Мишкина нахальная убежденность подействовала, Валентин полез под лежак. Порывшись в тайнике, достал гранату, закрыв все остальное от зорких глаз приятеля.
Мишка выхватил у него гранату.
— Ты знаешь как? — в запоздалом испуге крикнул Валька.
— Бре–ке–ке–ке! — презрительно заквакал Гапон и, высоко подняв гранату, бросился прочь, будто на штурм.
Валька выскочил из убежища, Гапона и след простыл.
Затем из темноты донеслось истошное: «По–лу–у–ндра!» — и…

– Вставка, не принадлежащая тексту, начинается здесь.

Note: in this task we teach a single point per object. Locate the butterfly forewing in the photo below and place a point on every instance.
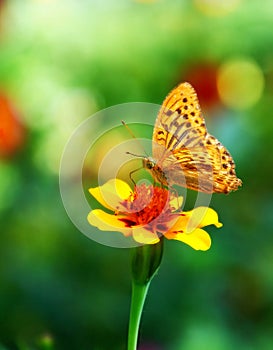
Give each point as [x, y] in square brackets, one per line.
[183, 149]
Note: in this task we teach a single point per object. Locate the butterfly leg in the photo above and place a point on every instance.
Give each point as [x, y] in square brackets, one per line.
[132, 172]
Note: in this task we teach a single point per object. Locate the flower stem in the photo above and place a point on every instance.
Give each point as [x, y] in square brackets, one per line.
[145, 263]
[139, 292]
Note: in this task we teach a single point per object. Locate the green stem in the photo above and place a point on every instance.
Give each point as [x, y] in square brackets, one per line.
[145, 263]
[139, 293]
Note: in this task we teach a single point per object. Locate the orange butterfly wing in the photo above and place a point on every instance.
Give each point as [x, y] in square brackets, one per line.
[185, 153]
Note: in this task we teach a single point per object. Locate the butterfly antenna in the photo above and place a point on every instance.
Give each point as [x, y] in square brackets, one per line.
[132, 134]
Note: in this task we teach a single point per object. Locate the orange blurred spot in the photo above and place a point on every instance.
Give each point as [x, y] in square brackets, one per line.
[12, 132]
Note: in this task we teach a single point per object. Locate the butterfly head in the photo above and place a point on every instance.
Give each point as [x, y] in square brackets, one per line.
[148, 163]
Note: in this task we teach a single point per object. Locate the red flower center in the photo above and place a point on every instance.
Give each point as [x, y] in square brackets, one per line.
[150, 206]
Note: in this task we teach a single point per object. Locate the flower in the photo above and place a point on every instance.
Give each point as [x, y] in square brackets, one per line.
[150, 212]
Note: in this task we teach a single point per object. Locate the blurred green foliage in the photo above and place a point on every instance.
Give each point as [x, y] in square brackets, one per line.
[61, 61]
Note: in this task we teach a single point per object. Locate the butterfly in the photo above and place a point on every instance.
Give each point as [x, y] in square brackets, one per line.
[184, 153]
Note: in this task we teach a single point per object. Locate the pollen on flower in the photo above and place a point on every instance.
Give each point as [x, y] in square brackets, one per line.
[148, 204]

Успокоившиеся было после бомбежки граждане тянулись по домам, когда раздался еще один взрыв — одинокий сортир на задах разлетелся вдребезги. Зазвенели стекла, вновь все попрятались.
Из пожухлой картофельной ботвы высунулась голова Гапона. Отплевываясь землей, он ликующе крикнул:
— Пусть теперь носом немцам передачи выстукивает!
Неподалеку, тоже из ботвы, поднялся очумелый Леха–точильщик.
— Надо же, как повезло, — заикаясь, сказал он, разглядывая дымящуюся воронку. — А если б я там был?! Прямое попадание, не меньше полтонны фугасик. — И, взвалив точило за спину, заковылял домой, светя себе фонариком.